Filling our Hearts with the Sound of Music, Fu Foundation Bureau Chief, Tony Gong shares his comments on Oliver Sacks’ lecture.

At 11:00 a.m. yesterday, I ventured out of my room far too early for a Friday morning to catch Oliver Sacks’ Core-wide Music Hum lecture in Roone. But discovering new evidence to prove that not only Disney music is magical justified accidentally waking up my dozing roommate.

Professor Walter Frisch, the Director of Music Humanities, started the morning triumphantly by telling us that this was the “first time Music Humanities has sponsored a lecture.” Before the audience could grasp Music Humanities’ laziness implicit therein, Frisch excitedly went on to introduce Oliver Sacks, whom Frisch praised for his “scientific precision, profound empathy, and graceful prose.”



In walked Oliver Sacks, a tidy man with an impressive white beard covering his chin and awesome New Balance sneakers. He launched into a narrative about his childhood home, which was “full of piano playing, especially of Bach.”  In fact, he claimed: “Seventy years before, my two favorite things were smoked salmon and Bach.” I had to give it to him – he knew we were a smoked salmon-eating crowd.

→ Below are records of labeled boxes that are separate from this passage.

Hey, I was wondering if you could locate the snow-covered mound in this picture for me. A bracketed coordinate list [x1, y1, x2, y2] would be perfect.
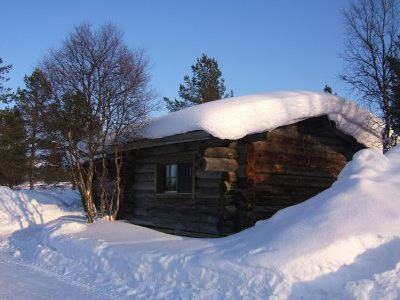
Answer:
[0, 186, 79, 235]
[4, 146, 400, 299]
[144, 91, 381, 149]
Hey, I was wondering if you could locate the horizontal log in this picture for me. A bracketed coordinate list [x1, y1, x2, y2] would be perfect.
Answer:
[204, 147, 238, 159]
[196, 170, 224, 179]
[203, 157, 239, 172]
[196, 178, 223, 188]
[196, 188, 223, 199]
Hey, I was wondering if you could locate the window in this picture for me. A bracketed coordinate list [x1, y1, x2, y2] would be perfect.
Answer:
[157, 163, 192, 193]
[164, 164, 178, 191]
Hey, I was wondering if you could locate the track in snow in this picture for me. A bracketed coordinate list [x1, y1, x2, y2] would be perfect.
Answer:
[0, 249, 110, 300]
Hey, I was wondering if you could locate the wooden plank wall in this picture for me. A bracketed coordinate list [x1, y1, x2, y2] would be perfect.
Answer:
[124, 139, 227, 234]
[113, 117, 363, 234]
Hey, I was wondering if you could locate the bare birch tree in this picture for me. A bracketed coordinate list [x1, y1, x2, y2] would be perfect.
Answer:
[340, 0, 400, 152]
[42, 24, 153, 222]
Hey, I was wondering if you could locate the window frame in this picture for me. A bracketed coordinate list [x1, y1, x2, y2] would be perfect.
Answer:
[154, 154, 196, 199]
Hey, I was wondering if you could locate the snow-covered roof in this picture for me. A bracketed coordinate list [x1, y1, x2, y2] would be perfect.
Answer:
[144, 91, 382, 149]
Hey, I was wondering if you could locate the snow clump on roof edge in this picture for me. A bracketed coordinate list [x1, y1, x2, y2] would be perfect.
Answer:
[144, 91, 382, 149]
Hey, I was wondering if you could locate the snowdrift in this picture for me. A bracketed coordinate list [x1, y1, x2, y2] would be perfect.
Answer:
[144, 91, 382, 149]
[2, 146, 400, 299]
[0, 186, 79, 235]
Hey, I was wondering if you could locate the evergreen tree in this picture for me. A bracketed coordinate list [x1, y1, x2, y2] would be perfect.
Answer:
[164, 54, 233, 111]
[15, 69, 53, 189]
[324, 84, 333, 94]
[0, 57, 11, 102]
[0, 108, 26, 187]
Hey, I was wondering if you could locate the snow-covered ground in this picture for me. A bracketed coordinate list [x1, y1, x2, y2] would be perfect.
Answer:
[0, 146, 400, 299]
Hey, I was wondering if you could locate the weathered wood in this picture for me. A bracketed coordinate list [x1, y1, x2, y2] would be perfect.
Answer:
[98, 117, 368, 233]
[203, 157, 239, 172]
[204, 147, 238, 159]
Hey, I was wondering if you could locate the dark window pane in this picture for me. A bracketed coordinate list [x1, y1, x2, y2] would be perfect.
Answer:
[165, 164, 178, 191]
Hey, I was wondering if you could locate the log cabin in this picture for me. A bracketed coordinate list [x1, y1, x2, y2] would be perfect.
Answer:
[93, 92, 379, 236]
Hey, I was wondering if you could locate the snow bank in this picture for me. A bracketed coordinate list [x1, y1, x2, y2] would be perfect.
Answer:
[0, 186, 79, 235]
[3, 146, 400, 299]
[144, 91, 381, 149]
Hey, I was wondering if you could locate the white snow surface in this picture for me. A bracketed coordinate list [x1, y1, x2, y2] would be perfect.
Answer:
[144, 91, 382, 149]
[0, 146, 400, 299]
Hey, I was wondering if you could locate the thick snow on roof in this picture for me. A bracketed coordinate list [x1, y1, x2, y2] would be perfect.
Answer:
[144, 91, 381, 149]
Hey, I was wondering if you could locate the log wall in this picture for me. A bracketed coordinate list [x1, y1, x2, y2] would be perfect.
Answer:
[124, 139, 228, 234]
[113, 117, 363, 234]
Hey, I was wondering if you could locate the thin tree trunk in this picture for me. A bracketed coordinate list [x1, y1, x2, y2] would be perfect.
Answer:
[113, 144, 122, 220]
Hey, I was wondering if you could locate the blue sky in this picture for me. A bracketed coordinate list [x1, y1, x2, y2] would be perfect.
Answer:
[0, 0, 352, 111]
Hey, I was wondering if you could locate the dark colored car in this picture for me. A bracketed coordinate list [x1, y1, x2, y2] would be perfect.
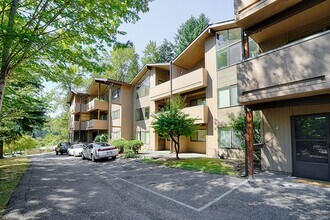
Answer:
[55, 142, 71, 155]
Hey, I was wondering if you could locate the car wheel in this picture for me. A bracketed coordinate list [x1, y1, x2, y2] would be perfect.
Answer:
[91, 154, 96, 162]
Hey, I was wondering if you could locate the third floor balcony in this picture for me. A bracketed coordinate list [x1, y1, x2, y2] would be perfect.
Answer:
[150, 68, 207, 101]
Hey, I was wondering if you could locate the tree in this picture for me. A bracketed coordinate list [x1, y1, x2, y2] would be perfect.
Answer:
[102, 47, 139, 83]
[228, 112, 261, 149]
[174, 14, 210, 56]
[141, 41, 159, 65]
[151, 96, 198, 159]
[0, 73, 48, 158]
[158, 39, 174, 63]
[0, 0, 151, 111]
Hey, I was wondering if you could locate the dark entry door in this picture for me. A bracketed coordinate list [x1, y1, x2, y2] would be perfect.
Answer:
[292, 114, 330, 180]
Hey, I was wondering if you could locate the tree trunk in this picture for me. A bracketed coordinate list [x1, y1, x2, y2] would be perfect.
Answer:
[0, 139, 3, 159]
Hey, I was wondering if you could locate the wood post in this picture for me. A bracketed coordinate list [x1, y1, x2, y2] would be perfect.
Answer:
[245, 107, 254, 176]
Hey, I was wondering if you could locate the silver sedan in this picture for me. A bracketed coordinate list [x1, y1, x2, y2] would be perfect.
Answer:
[81, 142, 118, 162]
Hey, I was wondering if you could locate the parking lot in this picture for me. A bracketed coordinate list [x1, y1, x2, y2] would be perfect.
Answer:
[6, 154, 330, 219]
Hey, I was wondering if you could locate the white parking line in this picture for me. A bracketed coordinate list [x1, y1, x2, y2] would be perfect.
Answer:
[98, 170, 248, 212]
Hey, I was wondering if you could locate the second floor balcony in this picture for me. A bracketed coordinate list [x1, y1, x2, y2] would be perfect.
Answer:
[237, 31, 330, 105]
[149, 68, 207, 101]
[85, 99, 109, 112]
[86, 119, 109, 130]
[183, 105, 209, 124]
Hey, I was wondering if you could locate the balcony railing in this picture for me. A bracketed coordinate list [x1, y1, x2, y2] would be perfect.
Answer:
[183, 105, 209, 124]
[85, 99, 109, 112]
[237, 31, 330, 105]
[149, 68, 207, 101]
[86, 120, 108, 130]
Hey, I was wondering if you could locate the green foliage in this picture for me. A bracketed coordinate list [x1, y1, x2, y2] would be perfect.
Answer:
[124, 140, 143, 154]
[103, 47, 139, 83]
[94, 134, 108, 143]
[111, 138, 126, 154]
[151, 96, 198, 159]
[174, 14, 210, 55]
[141, 41, 159, 65]
[157, 39, 174, 63]
[228, 112, 261, 149]
[4, 135, 38, 153]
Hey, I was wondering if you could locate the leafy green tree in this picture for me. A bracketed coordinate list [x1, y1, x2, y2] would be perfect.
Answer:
[141, 41, 159, 65]
[174, 14, 210, 56]
[103, 47, 139, 82]
[0, 0, 151, 111]
[228, 112, 261, 149]
[158, 39, 174, 63]
[151, 96, 198, 159]
[0, 73, 48, 158]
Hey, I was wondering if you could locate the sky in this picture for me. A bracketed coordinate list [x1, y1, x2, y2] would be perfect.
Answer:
[44, 0, 234, 104]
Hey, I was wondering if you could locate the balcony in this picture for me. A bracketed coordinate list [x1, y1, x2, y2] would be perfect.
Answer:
[149, 68, 207, 101]
[70, 103, 85, 114]
[237, 31, 330, 105]
[234, 0, 301, 28]
[86, 120, 108, 130]
[183, 105, 209, 124]
[85, 99, 109, 112]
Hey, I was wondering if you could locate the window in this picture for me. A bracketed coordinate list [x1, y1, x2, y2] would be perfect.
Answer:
[111, 88, 120, 99]
[219, 128, 240, 148]
[136, 75, 150, 99]
[190, 98, 206, 106]
[135, 131, 150, 144]
[190, 130, 206, 142]
[136, 106, 150, 121]
[216, 28, 242, 69]
[111, 109, 120, 120]
[218, 85, 238, 108]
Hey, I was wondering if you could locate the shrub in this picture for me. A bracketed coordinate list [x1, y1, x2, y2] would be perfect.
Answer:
[94, 134, 108, 142]
[125, 140, 143, 154]
[111, 138, 127, 154]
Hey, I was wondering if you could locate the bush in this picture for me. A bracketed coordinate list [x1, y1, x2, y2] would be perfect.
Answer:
[111, 138, 127, 154]
[94, 134, 108, 143]
[125, 140, 143, 154]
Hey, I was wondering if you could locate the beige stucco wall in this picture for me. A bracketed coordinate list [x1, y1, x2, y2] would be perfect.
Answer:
[205, 36, 218, 157]
[261, 103, 330, 173]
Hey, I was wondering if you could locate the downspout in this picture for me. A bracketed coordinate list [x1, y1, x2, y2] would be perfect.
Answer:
[170, 60, 173, 153]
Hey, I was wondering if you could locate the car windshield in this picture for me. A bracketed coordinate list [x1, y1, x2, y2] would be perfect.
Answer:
[95, 143, 111, 147]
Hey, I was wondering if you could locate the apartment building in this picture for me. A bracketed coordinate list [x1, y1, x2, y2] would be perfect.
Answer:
[234, 0, 330, 180]
[68, 0, 330, 180]
[68, 20, 243, 157]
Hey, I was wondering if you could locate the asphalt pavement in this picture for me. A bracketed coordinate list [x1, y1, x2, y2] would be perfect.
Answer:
[4, 154, 330, 220]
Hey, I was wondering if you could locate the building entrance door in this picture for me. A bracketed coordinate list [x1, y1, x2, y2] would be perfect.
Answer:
[291, 114, 330, 180]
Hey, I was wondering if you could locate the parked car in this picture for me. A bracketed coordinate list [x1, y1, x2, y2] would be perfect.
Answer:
[55, 142, 70, 155]
[81, 142, 118, 162]
[68, 144, 85, 157]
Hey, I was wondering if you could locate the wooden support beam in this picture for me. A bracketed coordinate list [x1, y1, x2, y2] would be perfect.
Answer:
[245, 108, 254, 176]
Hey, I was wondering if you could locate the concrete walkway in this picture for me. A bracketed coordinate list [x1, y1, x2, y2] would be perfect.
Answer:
[138, 150, 208, 159]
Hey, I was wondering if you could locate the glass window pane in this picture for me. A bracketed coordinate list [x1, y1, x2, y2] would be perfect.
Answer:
[145, 131, 150, 144]
[218, 88, 230, 108]
[217, 48, 228, 69]
[230, 85, 238, 106]
[219, 128, 231, 148]
[198, 130, 206, 142]
[294, 116, 327, 139]
[296, 141, 328, 163]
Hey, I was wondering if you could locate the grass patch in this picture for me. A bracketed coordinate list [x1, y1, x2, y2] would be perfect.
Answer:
[0, 157, 30, 218]
[142, 158, 238, 176]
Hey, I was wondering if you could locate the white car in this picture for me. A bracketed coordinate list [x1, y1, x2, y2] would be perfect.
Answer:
[81, 142, 119, 162]
[68, 144, 85, 157]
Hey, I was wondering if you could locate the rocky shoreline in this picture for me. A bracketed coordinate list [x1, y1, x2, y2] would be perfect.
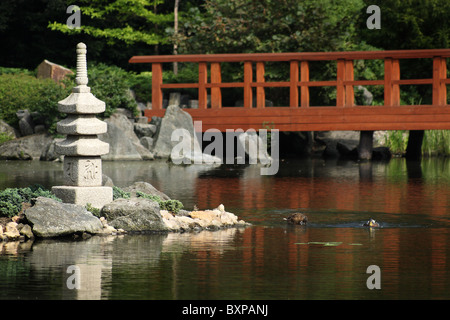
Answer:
[0, 182, 250, 242]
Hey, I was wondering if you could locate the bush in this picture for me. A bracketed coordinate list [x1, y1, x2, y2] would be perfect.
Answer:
[136, 191, 184, 213]
[0, 73, 70, 128]
[0, 185, 61, 218]
[113, 186, 131, 200]
[88, 63, 139, 117]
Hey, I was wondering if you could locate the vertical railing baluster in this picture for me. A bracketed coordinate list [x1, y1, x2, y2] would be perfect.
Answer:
[300, 61, 309, 107]
[289, 61, 298, 108]
[244, 61, 253, 108]
[198, 62, 208, 109]
[152, 63, 163, 110]
[256, 62, 266, 108]
[211, 62, 222, 109]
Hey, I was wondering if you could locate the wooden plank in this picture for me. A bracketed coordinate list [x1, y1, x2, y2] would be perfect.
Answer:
[244, 61, 253, 108]
[300, 61, 309, 108]
[384, 58, 392, 107]
[211, 62, 222, 109]
[198, 62, 208, 109]
[152, 63, 163, 110]
[129, 49, 450, 63]
[391, 59, 400, 106]
[256, 62, 266, 108]
[289, 61, 299, 108]
[344, 60, 355, 107]
[336, 59, 345, 108]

Personally, I could’ve listened to Professor Sacks reminisce about his whimsical past all afternoon, but Sacks was beginning to sense that the audience wanted more than his nostalgia and views of his New Balance sneakers, however awesome. That’s when Sacks brought up the brain. Ah, yes, that thing, I thought with my brain. “A huge part of the brain – more than language – is devoted to music.” To qualify this point, Sacks explained, “The brains of musicians can sometimes be visibly enlarged in certain areas, such as the corpus callosum and auditory regions” – a scary possibility that will perhaps dissuade me from playing music for the rest of my life.

But the audience didn’t just want to hear about most, normal brains. We wanted to hear about brains that got messed up. Sacks must have read our minds because he obliged with a story about a man with Alzheimer’s disease, who “has no idea what he did for a living, and can’t remember what he did ten minutes ago.” But somehow, as Sacks magically revealed, “He remembers ever baritone piece he ever played…with as much humor and sensibility as before.”

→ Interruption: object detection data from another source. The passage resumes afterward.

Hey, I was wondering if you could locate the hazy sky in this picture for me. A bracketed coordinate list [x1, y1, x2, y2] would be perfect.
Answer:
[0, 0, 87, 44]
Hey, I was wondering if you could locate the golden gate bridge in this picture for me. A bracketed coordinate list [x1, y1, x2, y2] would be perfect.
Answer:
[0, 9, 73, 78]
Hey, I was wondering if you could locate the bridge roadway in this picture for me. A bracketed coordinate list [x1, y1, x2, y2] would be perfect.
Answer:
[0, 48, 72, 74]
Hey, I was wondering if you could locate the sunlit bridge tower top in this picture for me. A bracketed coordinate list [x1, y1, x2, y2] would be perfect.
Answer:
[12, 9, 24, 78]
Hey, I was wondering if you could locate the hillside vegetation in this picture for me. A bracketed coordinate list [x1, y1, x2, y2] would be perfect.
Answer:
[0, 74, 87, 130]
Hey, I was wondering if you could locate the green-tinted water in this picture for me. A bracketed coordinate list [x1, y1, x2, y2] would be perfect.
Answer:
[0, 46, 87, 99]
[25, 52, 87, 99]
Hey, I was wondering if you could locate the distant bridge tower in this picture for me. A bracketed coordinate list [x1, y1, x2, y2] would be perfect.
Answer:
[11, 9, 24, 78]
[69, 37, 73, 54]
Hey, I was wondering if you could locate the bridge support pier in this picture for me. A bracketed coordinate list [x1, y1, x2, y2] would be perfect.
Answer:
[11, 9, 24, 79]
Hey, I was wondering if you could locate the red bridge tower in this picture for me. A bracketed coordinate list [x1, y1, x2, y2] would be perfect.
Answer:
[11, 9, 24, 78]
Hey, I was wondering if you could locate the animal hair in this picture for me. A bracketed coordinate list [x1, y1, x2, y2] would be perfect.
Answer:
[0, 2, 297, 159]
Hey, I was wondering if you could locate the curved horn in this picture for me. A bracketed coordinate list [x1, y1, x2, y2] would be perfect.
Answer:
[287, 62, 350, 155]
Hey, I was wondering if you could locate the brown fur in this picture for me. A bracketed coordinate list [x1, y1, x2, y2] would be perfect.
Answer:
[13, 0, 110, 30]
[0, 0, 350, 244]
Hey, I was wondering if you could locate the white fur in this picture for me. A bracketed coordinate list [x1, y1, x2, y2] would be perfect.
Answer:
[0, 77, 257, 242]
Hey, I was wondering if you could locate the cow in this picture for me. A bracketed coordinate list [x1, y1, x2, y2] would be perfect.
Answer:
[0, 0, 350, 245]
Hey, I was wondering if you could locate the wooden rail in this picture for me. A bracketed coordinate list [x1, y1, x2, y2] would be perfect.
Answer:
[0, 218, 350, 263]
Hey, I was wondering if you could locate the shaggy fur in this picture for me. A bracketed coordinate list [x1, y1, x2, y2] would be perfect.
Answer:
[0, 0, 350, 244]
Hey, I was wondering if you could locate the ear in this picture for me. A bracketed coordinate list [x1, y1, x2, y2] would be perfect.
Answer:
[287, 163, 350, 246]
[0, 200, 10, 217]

I was hooked. New Balance sneakers and smoked salmon completely forgotten now, I listened intently as Sacks weaved together beautiful stories about his patients and his findings. He spoke about Parkinson’s patients moving to music after years of immobility, socially inhibited autistic people growing confident and expressive when performing music, and the obvious power of music in overcoming depression. To Sacks, “Every disease is a musical problem. Every cure is a musical solution.” 

 

Like any proper scientist, however, Sacks questioned some of his conclusions. Despite the fact that the autistic patient he studied became more emotionally expressive, Sacks wondered if “the patient actually felt the emotion he portrayed.” He ended by giving the audience his e-mail address (mail@oliversacks.com.) He encouraged us to submit accounts of music in our dreams – for although Sacks hypothesized that “music resists the distortion of dreams,” he admitted openly to us, “I need more data.” Needless to say, I blasted music all last night as I slept, hoping for an interesting story to relay to via e-mail. In the name of Sacks, my roommate’s sleep can wait.